Is challenge SPAM? -especially if misdirected

--VQ-- · Site Admin Joined: 06 Jan 2003 Posts: 590

Vanquish is the first to admit that the sending of a confirmation request (the challenge) is an imperfect mechanism to distintuish Spam from Ham...

It accurately separates humans from bulk mailers, but not all bulk mail is undesired by the recicpient.
It forces legitimate senders to jump a barrier, while email should be simple and instantaneous.
It can delay important mail from an address that is unrecognized, but welcome by the recipient.
Spammers can cause confirmation requests to be issued to the wrong person by spoofing their FROM address.

It is this last item that concerns us the most. It causes us to lose sleep at night, because it means that our own anti-spam mechanism can be used against innocent parties in a type of Denial of Service attack.

We recognize that spammers sometimes hide behind the legitimate address of real individuals who are unrelated to the message. In this case, the challenge-response mechanism used by many anti-spam companies causes feedback to the wrong party. We are keenly aware of this problem and we are working hard to replace the challenge-response mechanism with a much more effective technique which will avoid this problem all together.

We could attempt to "deny involvement" in the core transaction by pointing out these facts (but that would be evasive and not really fair)...

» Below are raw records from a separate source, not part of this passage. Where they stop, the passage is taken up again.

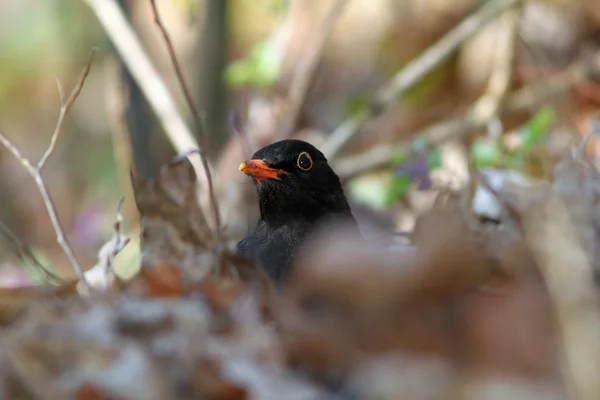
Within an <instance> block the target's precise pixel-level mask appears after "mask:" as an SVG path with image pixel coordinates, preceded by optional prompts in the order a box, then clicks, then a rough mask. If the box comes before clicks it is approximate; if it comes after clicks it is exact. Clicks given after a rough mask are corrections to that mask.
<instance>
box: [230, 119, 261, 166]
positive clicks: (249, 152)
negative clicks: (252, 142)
mask: <svg viewBox="0 0 600 400" xmlns="http://www.w3.org/2000/svg"><path fill="white" fill-rule="evenodd" d="M229 125H230V126H231V127H232V128H233V130H234V131H235V133H237V135H238V137H239V140H240V144H241V145H242V149H243V151H244V156H245V157H246V160H249V159H250V157H252V154H254V150H252V149H253V148H254V147H255V146H253V145H252V143H250V135H248V132H246V130H245V129H244V127H243V126H242V118H241V117H240V115H239V114H238V113H236V112H233V113H231V116H230V118H229Z"/></svg>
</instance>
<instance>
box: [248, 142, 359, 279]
mask: <svg viewBox="0 0 600 400" xmlns="http://www.w3.org/2000/svg"><path fill="white" fill-rule="evenodd" d="M239 169H240V171H242V172H243V173H245V174H246V175H249V176H251V177H252V178H253V179H252V181H253V182H254V185H255V188H256V192H257V193H258V201H259V206H260V218H259V220H258V223H257V225H256V228H255V229H254V231H253V232H251V233H250V234H249V235H248V236H247V237H246V238H244V239H243V240H241V241H240V242H239V243H238V244H237V249H238V251H239V252H240V253H241V254H243V255H246V256H250V257H254V258H256V259H257V260H258V261H259V262H260V264H262V266H263V267H264V268H265V270H266V272H267V274H268V275H269V276H270V277H271V278H272V279H273V280H274V281H275V283H277V284H281V283H283V282H284V281H285V279H286V278H287V277H288V276H289V274H290V272H291V269H292V267H293V264H294V261H295V259H296V256H297V255H298V251H300V248H301V247H302V245H303V243H304V242H305V240H306V239H307V237H308V236H309V235H310V234H311V233H312V232H314V231H315V230H316V229H317V228H319V227H321V226H322V225H323V224H330V223H336V224H337V223H340V224H341V223H343V224H345V225H346V226H347V229H349V230H350V231H351V232H355V233H358V232H359V230H358V224H357V222H356V220H355V219H354V216H353V215H352V212H351V211H350V206H349V204H348V201H347V200H346V196H345V195H344V190H343V189H342V184H341V183H340V179H339V178H338V176H337V175H336V174H335V172H333V170H332V169H331V167H330V166H329V164H328V163H327V159H326V158H325V156H324V155H323V153H321V152H320V151H319V150H317V149H316V148H315V147H314V146H313V145H311V144H309V143H307V142H304V141H301V140H282V141H279V142H276V143H273V144H271V145H268V146H266V147H263V148H262V149H260V150H258V151H257V152H256V153H254V155H253V156H252V159H251V160H247V161H245V162H243V163H242V164H240V168H239Z"/></svg>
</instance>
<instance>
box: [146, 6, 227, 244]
mask: <svg viewBox="0 0 600 400" xmlns="http://www.w3.org/2000/svg"><path fill="white" fill-rule="evenodd" d="M150 4H151V5H152V12H153V14H154V21H155V22H156V25H158V28H159V29H160V31H161V33H162V35H163V37H164V39H165V44H166V45H167V49H168V50H169V56H170V58H171V62H172V63H173V68H174V70H175V73H176V74H177V80H178V81H179V84H180V86H181V90H182V92H183V94H184V95H185V100H186V103H187V105H188V107H189V109H190V111H191V113H192V120H193V121H194V126H195V127H196V132H197V133H198V135H197V139H198V140H199V141H200V143H199V146H198V152H199V153H200V160H201V162H202V166H203V167H204V173H205V175H206V182H207V185H208V194H209V197H210V203H211V207H212V211H213V215H214V218H215V240H216V242H217V246H218V247H219V248H220V247H221V216H220V213H219V204H218V203H217V197H216V195H215V189H214V185H213V181H212V174H211V172H210V166H209V165H208V157H207V155H206V149H205V143H206V132H204V124H203V123H202V118H201V117H200V113H199V112H198V109H197V108H196V105H195V104H194V99H193V97H192V93H191V91H190V88H189V86H188V85H187V83H186V80H185V77H184V76H183V72H182V70H181V66H180V65H179V60H178V59H177V55H176V54H175V48H174V47H173V43H172V42H171V39H170V37H169V33H168V32H167V28H165V26H164V25H163V23H162V21H161V19H160V16H159V14H158V10H157V9H156V1H155V0H150Z"/></svg>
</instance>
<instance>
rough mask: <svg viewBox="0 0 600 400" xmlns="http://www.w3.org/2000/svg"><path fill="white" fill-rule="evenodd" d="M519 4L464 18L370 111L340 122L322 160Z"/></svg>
mask: <svg viewBox="0 0 600 400" xmlns="http://www.w3.org/2000/svg"><path fill="white" fill-rule="evenodd" d="M519 2H520V0H490V1H487V2H485V4H484V5H483V6H481V8H480V9H479V10H477V11H476V12H475V13H474V14H472V15H470V16H469V17H467V18H465V19H464V20H463V21H462V22H461V23H460V24H459V25H458V26H457V27H455V28H454V29H452V30H451V31H450V32H448V33H447V34H446V36H444V37H443V38H442V39H440V40H439V41H438V42H437V43H435V44H434V45H433V46H431V47H429V48H428V49H427V50H425V52H424V53H423V54H421V55H420V56H419V57H418V58H416V59H415V60H413V61H411V62H410V63H409V64H408V65H406V66H405V67H404V68H403V69H402V70H401V71H399V72H398V73H397V74H396V75H395V76H394V77H393V78H392V79H391V81H389V82H388V83H386V84H385V85H384V86H383V87H382V88H380V89H379V90H378V91H377V92H376V93H375V96H374V98H373V100H372V104H371V107H369V110H368V111H367V112H366V113H363V114H361V115H358V116H356V117H353V118H350V119H349V120H346V121H345V122H343V123H342V124H341V125H340V126H339V127H338V128H337V129H336V130H335V131H334V132H333V133H332V134H331V136H330V137H329V139H328V140H327V142H325V144H324V145H323V147H322V150H323V153H325V156H327V157H328V158H334V157H335V156H336V155H337V154H338V153H339V151H340V150H341V149H342V148H343V147H344V146H345V145H346V144H347V143H348V142H349V141H350V140H351V139H352V138H353V137H354V136H355V135H357V134H358V133H359V132H360V130H361V128H362V127H363V125H364V124H365V123H366V122H367V121H368V120H369V119H371V118H374V117H377V116H379V115H381V114H383V113H384V112H386V111H387V110H389V109H390V108H391V107H392V106H394V105H395V104H396V102H397V101H398V99H399V98H400V97H401V96H402V95H403V94H404V93H405V92H406V91H407V90H408V89H410V88H411V87H413V86H414V85H415V84H416V83H418V82H419V81H421V79H423V77H425V76H426V75H427V74H429V73H430V72H432V71H433V70H434V69H435V68H436V67H437V66H439V65H440V64H441V63H442V62H444V61H445V60H446V59H447V58H448V57H449V56H450V55H452V54H453V53H454V51H456V49H457V48H458V47H459V46H460V45H461V44H462V43H463V42H464V41H466V40H467V39H469V38H471V37H472V36H473V35H475V34H476V33H477V32H479V31H480V30H481V29H482V28H483V27H484V26H485V25H486V23H487V22H488V21H490V20H491V19H493V18H495V17H497V16H498V15H499V14H500V13H502V12H503V11H504V10H506V9H507V8H509V7H512V6H515V5H516V4H518V3H519Z"/></svg>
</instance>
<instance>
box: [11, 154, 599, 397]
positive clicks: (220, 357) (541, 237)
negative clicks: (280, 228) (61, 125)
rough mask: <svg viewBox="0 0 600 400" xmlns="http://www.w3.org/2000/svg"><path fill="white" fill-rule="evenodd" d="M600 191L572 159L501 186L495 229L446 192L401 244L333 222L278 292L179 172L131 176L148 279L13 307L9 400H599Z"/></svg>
mask: <svg viewBox="0 0 600 400" xmlns="http://www.w3.org/2000/svg"><path fill="white" fill-rule="evenodd" d="M479 179H480V180H481V182H479V184H480V185H484V186H485V185H486V181H485V176H483V177H482V176H479ZM598 179H599V177H598V172H597V171H596V170H595V169H594V167H593V166H592V165H591V164H590V163H589V162H588V161H587V160H585V159H584V158H583V156H582V155H581V154H580V152H578V151H575V152H573V153H568V154H565V156H564V157H563V160H561V161H560V162H559V163H558V164H557V165H556V166H555V168H554V171H553V174H552V181H551V182H540V183H539V184H535V185H531V184H527V185H518V184H512V185H506V186H500V187H499V186H494V187H488V188H487V189H489V193H491V194H492V195H493V197H494V198H495V199H496V202H497V204H496V206H498V210H499V211H498V210H496V211H495V214H494V215H495V218H494V221H490V220H487V219H482V218H480V217H479V215H477V214H476V213H474V212H473V209H472V207H471V199H470V198H469V194H468V193H467V191H464V192H459V193H451V192H442V193H440V194H439V195H438V197H437V199H436V201H435V203H434V205H433V206H432V208H431V209H430V210H429V211H427V212H425V213H424V214H423V215H421V216H420V217H419V219H418V221H417V224H416V227H415V230H414V231H413V232H412V235H411V236H412V241H411V243H410V245H403V246H401V247H399V248H396V249H387V250H386V249H382V246H381V245H379V244H378V243H376V242H369V241H368V240H365V239H363V238H358V237H354V236H348V235H347V234H346V233H345V231H344V230H343V227H340V228H337V229H336V228H335V227H328V228H327V230H324V231H323V232H319V233H318V234H317V235H315V237H314V238H313V240H311V241H309V242H308V243H307V244H306V247H305V249H304V251H303V252H302V256H301V257H300V258H299V260H298V262H297V265H296V268H295V270H294V272H293V274H292V276H291V278H290V280H289V282H288V283H287V284H286V285H284V286H283V287H282V288H281V289H275V288H274V287H273V285H272V284H271V282H270V281H269V279H268V278H267V277H266V275H265V274H264V273H263V272H262V270H261V268H260V266H259V265H256V264H255V263H254V262H253V261H252V260H248V259H244V258H242V257H240V256H237V255H236V254H234V252H233V251H231V250H229V248H221V249H218V248H217V247H216V241H215V238H214V235H213V233H212V232H211V230H210V229H209V226H208V224H207V222H206V220H205V218H204V216H203V214H202V212H201V211H200V208H199V206H198V202H197V189H196V183H197V182H196V176H195V173H194V170H193V168H192V167H191V165H190V164H189V161H187V159H186V158H185V157H180V158H177V159H175V160H173V161H172V162H171V163H169V164H166V165H164V166H163V167H162V169H161V170H160V172H159V173H158V175H157V177H155V178H154V179H149V180H143V179H139V178H137V177H135V176H132V183H133V187H134V193H135V200H136V204H137V206H138V210H139V212H140V216H141V224H142V233H141V235H142V237H141V240H142V258H141V269H140V272H139V273H138V274H137V275H135V276H134V277H133V278H131V279H128V280H126V281H125V280H121V279H120V278H119V277H118V276H112V275H110V276H111V278H110V279H109V280H108V281H104V282H103V283H102V284H101V285H92V289H93V290H90V291H89V292H86V293H79V292H78V290H77V289H76V287H77V282H66V283H62V284H61V285H59V286H52V285H45V286H42V287H40V288H26V289H10V290H9V289H3V290H2V292H0V296H1V297H2V301H1V302H0V306H1V307H0V323H1V326H2V329H3V334H2V336H1V342H0V343H1V346H0V359H1V360H0V361H1V362H0V398H6V399H9V398H10V399H58V398H60V399H78V400H79V399H81V400H84V399H86V400H87V399H90V400H91V399H119V400H121V399H123V400H125V399H127V400H137V399H145V400H146V399H219V400H221V399H223V400H225V399H227V400H229V399H231V400H234V399H282V400H284V399H399V398H407V399H450V398H452V399H453V398H457V399H506V398H511V399H533V398H535V399H567V398H581V399H598V398H600V384H598V383H597V382H598V380H597V377H598V376H599V375H600V348H599V347H598V341H597V338H598V337H600V320H599V316H600V315H599V314H598V299H597V289H596V286H595V279H594V277H597V276H598V271H599V270H600V268H599V267H598V265H599V261H598V259H599V258H598V257H597V253H598V251H599V249H600V245H599V244H598V240H599V236H598V230H599V227H600V210H598V205H597V204H598V202H597V201H596V198H597V197H598V193H600V185H599V184H598V182H599V180H598ZM119 221H120V217H118V218H117V224H116V225H115V236H114V237H113V238H112V239H111V240H110V241H109V242H108V243H107V245H106V246H105V248H103V250H102V251H101V252H100V256H99V260H98V264H97V266H96V267H97V268H98V269H100V270H102V272H103V273H106V274H109V273H110V266H111V262H112V260H114V257H115V256H116V254H117V253H118V252H119V251H120V250H121V249H122V248H123V247H124V245H125V244H126V242H127V239H126V235H125V234H124V233H122V232H121V231H120V222H119ZM232 243H234V241H232ZM107 276H109V275H107Z"/></svg>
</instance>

The Vanquish confirmation mail server is a conduit used to send messages at the instruction of a particular individual (our ISPs and retail clients). Messages are sent to the party identified in the FROM address of the original email, which is essentiailly the return address. Unfortunately, their is no uniform standard to determine if a FROM addresses is legitimately associated with a particular sender. It is a major benefit that you can write from one service and request that replies be sent to another service. In fact, there is no such thing as a FROM address. There is only the concept of where you want messages returned.

The best solution is not one that requires positive identification of senders. There are many reasons why a legitimate and desirable sender may need to transmit a message with anonymity. This capability is central to the rise of the internet as a geopolitical force and it will also play a role in the future economy and social structure of the world. The best solution is to place senders at risk of losing cash. The cash liability can be identified, and perhaps the guarantor - but not necessarily the person offering the risk. Then, if the message is deemed undesirable by the recipient, it can be instantly penalized against the funds on deposit (even if the funds are anonymous)... It takes only one click.

We do not yet have a mechanism to avoid challenges to 3rd parties that are instigated by spammers hiding behind a false address. If someone knocks at your door, it's only natural to call out "Who's there?" Sender confirmation is the analogous response of our users to an communication that arrives with a reply address.

If you have become flooded with messages that spoof your own address, Vanquish will explore the possibility of making an exception list of real individuals who want to avoid all challenges - and we will even offer to share the list with our competitors. But opt-out lists of this nature can lead to other problems. We are very sensitive to the fact that even this type of solution would be unfair to the needled party, because an opt-out solution should never be required. In fact, it would not be difficult for a hacker to prevent you from getting all challenges against your wishes.

[This message was edited by Moderator (Vanquish staff) on Sat January 31 2004 at 7:26.]